Olympiasieger Dänemark vornweg, dann Europameister Frankreich und Schweden: Bundestrainer Alfred Gislason sieht bei der Handball-WM die üblichen Verdächtigen in der Favoritenrolle. "Nach wie vor ist Dänemark weiter das Maß aller Dinge", sagte Gislason im SID-Interview: "Die Dänen werden der ganz große Favorit auf den Titel sein, gerade weil sie zuhause spielen."
Auch wenn Niklas Landin und Mikkel Hansen zurückgetreten sind, hätten die Dänen eine "wahnsinnige Breite. Wenn man nur sieht, welche Rückraumspieler in der Bundesliga spielen, die weit weg auch nur von der Möglichkeit sind, für die Nationalmannschaft aufzulaufen", so Gislason.

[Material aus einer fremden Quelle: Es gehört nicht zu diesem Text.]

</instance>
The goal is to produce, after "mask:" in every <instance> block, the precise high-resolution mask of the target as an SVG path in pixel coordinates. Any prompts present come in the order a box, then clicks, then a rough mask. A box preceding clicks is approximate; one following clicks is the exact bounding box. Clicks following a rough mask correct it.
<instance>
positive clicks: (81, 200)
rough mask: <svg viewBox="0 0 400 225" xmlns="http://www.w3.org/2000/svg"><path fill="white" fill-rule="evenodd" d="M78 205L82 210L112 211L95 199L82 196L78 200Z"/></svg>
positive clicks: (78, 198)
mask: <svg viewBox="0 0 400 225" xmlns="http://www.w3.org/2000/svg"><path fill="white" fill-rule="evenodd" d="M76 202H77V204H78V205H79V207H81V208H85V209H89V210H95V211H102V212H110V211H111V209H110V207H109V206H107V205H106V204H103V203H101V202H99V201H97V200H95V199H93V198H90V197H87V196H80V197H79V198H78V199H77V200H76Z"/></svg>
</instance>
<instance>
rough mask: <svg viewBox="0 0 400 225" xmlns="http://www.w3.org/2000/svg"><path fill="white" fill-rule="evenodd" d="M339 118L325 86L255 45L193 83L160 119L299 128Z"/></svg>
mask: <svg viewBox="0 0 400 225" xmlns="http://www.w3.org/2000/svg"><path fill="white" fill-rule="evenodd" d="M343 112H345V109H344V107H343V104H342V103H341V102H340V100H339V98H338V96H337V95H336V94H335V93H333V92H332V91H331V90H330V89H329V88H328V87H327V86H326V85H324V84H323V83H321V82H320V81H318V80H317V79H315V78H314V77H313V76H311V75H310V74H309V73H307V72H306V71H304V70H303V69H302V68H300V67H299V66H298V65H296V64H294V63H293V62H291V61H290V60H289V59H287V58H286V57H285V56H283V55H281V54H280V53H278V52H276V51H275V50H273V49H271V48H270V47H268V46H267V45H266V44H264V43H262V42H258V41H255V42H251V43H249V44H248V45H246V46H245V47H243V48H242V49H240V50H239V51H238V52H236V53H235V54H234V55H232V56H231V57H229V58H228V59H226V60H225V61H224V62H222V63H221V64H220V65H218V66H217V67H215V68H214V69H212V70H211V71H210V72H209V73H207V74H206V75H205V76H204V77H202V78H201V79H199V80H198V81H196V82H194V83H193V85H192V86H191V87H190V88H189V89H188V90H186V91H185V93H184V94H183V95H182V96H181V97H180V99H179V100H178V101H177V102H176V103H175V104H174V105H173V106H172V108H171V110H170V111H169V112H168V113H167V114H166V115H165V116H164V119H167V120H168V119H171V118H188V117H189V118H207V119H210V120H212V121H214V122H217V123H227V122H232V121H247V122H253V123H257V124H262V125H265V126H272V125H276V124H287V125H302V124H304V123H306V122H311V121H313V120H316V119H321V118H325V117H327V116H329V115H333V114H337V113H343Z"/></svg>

Der DHB-Coach hob beim möglichen deutschen Hauptrundengegner zwei Spieler hervor. Mathias Gidsel von den Füchsen Berlin sei "normalerweise derjenige, wo alle sagen: Das ist ein logischer MVP für das Turnier." Und Emil Nielsen vom FC Barcelona im dänischen Tor sei "keinesfalls schlechter als Niklas Landin".
Neben Dänemark zählt Gislason "nach wie vor" Frankreich und EM-Bronzemedaillengewinner Schweden "zu den großen drei. Dahinter kommen Teams wie Kroatien, Norwegen, wir, Island, Slowenien und Spanien. Es ist so eng und es kann so viel passieren. Deswegen muss man sich einfach auf den nächsten Gegner fokussieren und nicht anfangen zu rechnen", so der 65-Jährige.